Bliebe noch die Türkei, seit Machtantritt ihres Staatspräsidenten Recep Tayyip Erdogan ebenfalls eine sich als islamisch verstehende Macht. Doch hat Ankara zunehmend mit eigenen Problemen zu kämpfen, auch wenn Erdogan von Sultansherrlichkeiten früherer Jahrhunderte träumen mag, in denen die Osmanen über große Teile der heutigen Staaten auf der Arabischen Halbinsel zumindest nominell regierten.

Besonders seit 1979 spitzt sich der Konflikt Irans mit der arabischen Welt zu. In jenem Jahr wurde der Schah und mit ihm die faktische US-amerikanische Vorherrschaft im Land gestürzt - eine schmerzende Niederlage in der US-Mittelostpolitik, die bis heute nicht verwunden ist.
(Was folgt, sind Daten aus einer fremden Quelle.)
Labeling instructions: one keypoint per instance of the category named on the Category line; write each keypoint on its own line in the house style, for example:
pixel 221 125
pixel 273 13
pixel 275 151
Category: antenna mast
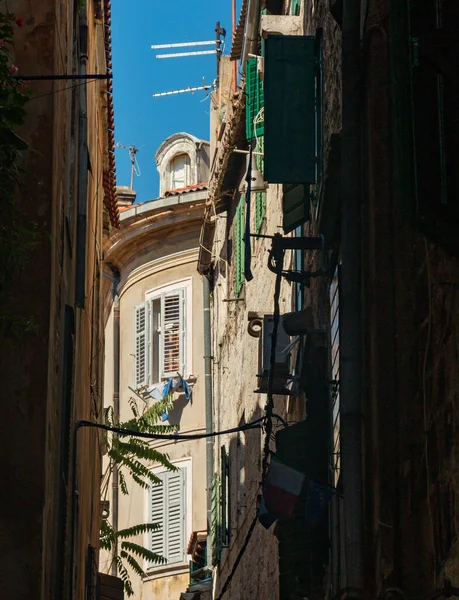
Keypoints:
pixel 135 169
pixel 219 33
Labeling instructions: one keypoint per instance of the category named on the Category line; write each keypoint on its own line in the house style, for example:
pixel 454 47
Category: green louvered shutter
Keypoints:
pixel 290 115
pixel 254 100
pixel 239 246
pixel 295 206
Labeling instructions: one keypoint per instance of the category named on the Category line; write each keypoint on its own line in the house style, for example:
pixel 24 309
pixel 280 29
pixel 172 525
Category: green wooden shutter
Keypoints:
pixel 140 351
pixel 290 116
pixel 254 100
pixel 239 246
pixel 295 206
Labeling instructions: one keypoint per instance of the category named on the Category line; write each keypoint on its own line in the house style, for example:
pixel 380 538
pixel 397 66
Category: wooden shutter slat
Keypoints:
pixel 158 515
pixel 140 352
pixel 172 333
pixel 176 483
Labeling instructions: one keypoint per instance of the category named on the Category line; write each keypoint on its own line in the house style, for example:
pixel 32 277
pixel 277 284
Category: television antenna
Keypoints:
pixel 133 151
pixel 219 33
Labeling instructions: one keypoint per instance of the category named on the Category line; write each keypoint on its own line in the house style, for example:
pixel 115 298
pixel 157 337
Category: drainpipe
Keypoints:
pixel 350 301
pixel 116 411
pixel 209 413
pixel 80 268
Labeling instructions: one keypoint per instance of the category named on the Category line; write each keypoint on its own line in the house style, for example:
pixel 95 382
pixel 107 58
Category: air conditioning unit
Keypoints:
pixel 281 362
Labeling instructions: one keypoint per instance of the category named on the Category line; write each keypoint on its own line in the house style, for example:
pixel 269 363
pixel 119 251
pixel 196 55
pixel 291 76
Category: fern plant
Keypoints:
pixel 130 456
pixel 128 552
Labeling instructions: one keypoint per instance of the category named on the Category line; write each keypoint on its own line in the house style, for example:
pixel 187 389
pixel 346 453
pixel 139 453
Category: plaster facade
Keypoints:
pixel 155 248
pixel 182 144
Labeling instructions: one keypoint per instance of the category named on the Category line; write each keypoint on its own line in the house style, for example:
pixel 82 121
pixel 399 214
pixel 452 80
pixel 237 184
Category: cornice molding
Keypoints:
pixel 156 266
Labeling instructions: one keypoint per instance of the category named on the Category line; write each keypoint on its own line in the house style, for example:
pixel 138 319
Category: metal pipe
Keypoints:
pixel 350 301
pixel 233 11
pixel 80 269
pixel 116 411
pixel 209 413
pixel 82 198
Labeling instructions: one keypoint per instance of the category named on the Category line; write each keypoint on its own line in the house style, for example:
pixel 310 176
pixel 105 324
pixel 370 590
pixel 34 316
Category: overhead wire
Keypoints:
pixel 169 436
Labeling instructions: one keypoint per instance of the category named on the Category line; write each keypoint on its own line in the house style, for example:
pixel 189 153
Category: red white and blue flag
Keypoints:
pixel 282 489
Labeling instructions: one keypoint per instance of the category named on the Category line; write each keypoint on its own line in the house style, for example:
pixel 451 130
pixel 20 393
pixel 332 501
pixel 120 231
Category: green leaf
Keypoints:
pixel 123 485
pixel 144 553
pixel 138 530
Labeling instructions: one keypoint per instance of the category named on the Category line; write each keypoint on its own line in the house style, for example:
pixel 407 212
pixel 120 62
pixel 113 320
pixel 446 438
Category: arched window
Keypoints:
pixel 179 171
Das gesamte Verhältnis der USA zu Iran ist davon bis heute gekennzeichnet und, hört man besonders jetzt im US-Wahlkampf von der Republikanischen Partei, noch immer von dem Verlangen nach Revanche gekennzeichnet.

In Saudi-Arabien, das sich etwa bis 2010 jahrzehntelang politisch sehr zurücknahm und allenfalls im Hintergrund mit dem durch Milliarden Petrodollars gespeisten Scheckbuch Einfluss auf die Politik der Nachbarn nahm, sind aber Herrschaftsgelüste erwacht, die für säkulare Europäer schwer nachvollziehbar sind. Das politisch reaktionärste System der Region versucht seitdem allen Ernstes, in kaum zu übertreffendem religiösen Eifer die nach seiner Lesart »ungläubigen Regimes« zu stürzen, koste es , was es wolle. Als ersten traf es Libyens Revolutionsführer Muammar al-Gaddafi.

Auch der augenblickliche Krieg in Jemen wird häufig als Stellvertreterkrieg Irans mit Saudi-Arabien bezeichnet. In Jemen sind die rebellierenden Huthis Schiiten und der abgesetzte und zeitweise nach Saudi-Arabien geflohene Präsident ist Sunnit. Allerdings ist der Vergleich kaum stimmig. Iran kann wegen der territorialen Entfernung kaum etwas für die Glaubensbrüder tun, während Saudi-Arabien seit Monaten einen erbarmungslosen Bombenkrieg gegen das bitterarme Land führt.

Seit etwa 2012 versucht Riad mit seinem Geld, die Revolte zum Sturz Baschar al-Assads zu einem Sturz der gesamten Alawiten-Herrschaft zu machen. Die Alawiten, eine den Schiiten ähnliche Minderheit, werden von Saudi-Arabien als vom rechten Glauben Abgefallene betrachtet. Doch Iran stellte sich auf Assads Seite und verhinderte den Untergang der syrischen Alawiten. Militärisch herrscht offenbar ein Patt. Deshalb wäre es umso wichtiger, dass sowohl Iran als auch Saudi-Arabien an einer neuen Syrien-Friedenskonferenz teilnehmen. Fehlt auch nur einer von beiden, lassen sich kaum Erfolg versprechende Beschlüsse erreichen. Saudi-Arabien zeigte in der Vergangenheit daran wenig Interesse. Es war vor allem Riads Verweigerung geschuldet, dass Iran trotz seines Interesses nicht zu Syrien-Gesprächen eingeladen wurde.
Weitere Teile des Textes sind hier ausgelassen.